Les non-dits du programme nucléaire iranien par Thierry Meyssan

Les enjeux du programme nucléaire iranien ne sont pas ceux que l’on croit. Téhéran a renoncé à la bombe atomique depuis 1988, mais tente, avec la coopération de la Russie, de découvrir les secrets de la fusion nucléaire. S’il y parvenait, il aiderait les États du Sud à se décoloniser en s’affranchissant du pétrole.
Quant aux enjeux du bombardement de certains sites nucléaires iraniens par les États-Unis, ils pourraient aussi ne pas être ceux que l’on croit.
Cette affaire est d’autant plus opaque qu’il n’est pas possible aujourd’hui d’établir de distinction claire entre recherche sur la fusion nucléaire civile et sur la fusion militaire.
Mohandas K. Gandhi (1869-1948) défie l’Empire britannique en brisant le monopole de la Couronne. Il tisse lui-même le coton indien.

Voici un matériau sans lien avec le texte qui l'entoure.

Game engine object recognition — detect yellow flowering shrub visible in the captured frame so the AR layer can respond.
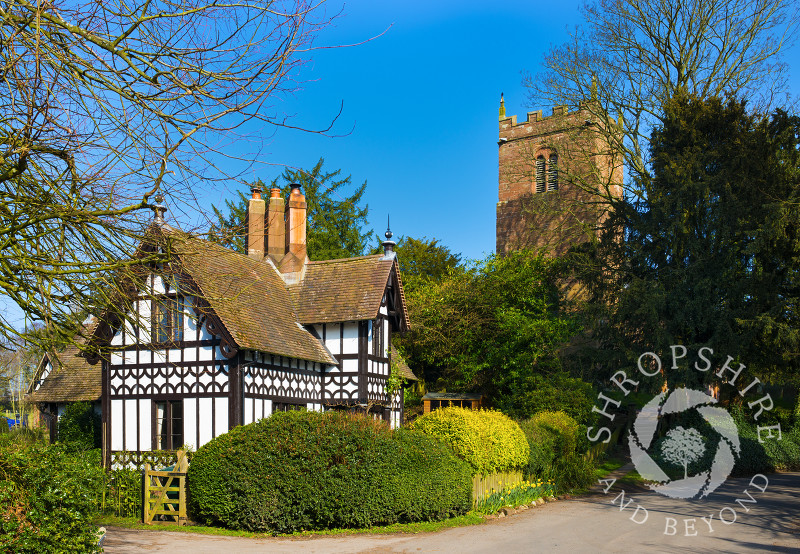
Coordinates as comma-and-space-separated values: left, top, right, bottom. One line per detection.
412, 406, 530, 475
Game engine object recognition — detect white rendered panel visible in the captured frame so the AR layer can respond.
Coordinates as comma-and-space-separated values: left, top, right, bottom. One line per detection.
124, 400, 138, 450
242, 398, 255, 425
183, 344, 197, 362
214, 397, 228, 437
139, 398, 148, 450
200, 346, 214, 361
197, 398, 214, 448
342, 322, 358, 354
183, 398, 198, 450
111, 400, 125, 450
382, 321, 389, 358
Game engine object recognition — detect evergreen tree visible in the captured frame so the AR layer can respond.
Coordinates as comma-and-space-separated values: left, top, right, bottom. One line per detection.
592, 93, 800, 387
209, 158, 372, 260
396, 251, 592, 421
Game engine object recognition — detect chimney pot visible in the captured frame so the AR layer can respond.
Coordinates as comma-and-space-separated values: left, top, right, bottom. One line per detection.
247, 185, 266, 260
267, 187, 286, 267
280, 183, 307, 281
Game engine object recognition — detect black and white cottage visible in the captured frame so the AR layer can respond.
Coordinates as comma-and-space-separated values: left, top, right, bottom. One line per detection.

Aujourd’hui, l’Iran, dans la continuité de Mohammad Mossadegh, tente de briser le monopole des compagnies pétrolières occidentales en maîtrisant la fusion nucléaire civile.
Depuis la chute de l’Iraq, sous les coups des Britanniques et des États-uniens, Londres et Washington ont popularisé le mythe du nucléaire militaire iranien, dans la continuité de celui sur les armes de destruction massive iraquiennes. Ce mythe a été repris par les « sionistes révisionnistes » israéliens (à ne pas confondre avec « sionistes » tout court) et leur chef de file, Benyamin Netanyahou. Depuis une vingtaine d’année, les Occidentaux ont été abreuvés de cette propagande et ont fini par y croire, bien qu’annoncer durant une si longue période que Téhéran aura « la » bombe « l’année prochaine » n’a aucun sens.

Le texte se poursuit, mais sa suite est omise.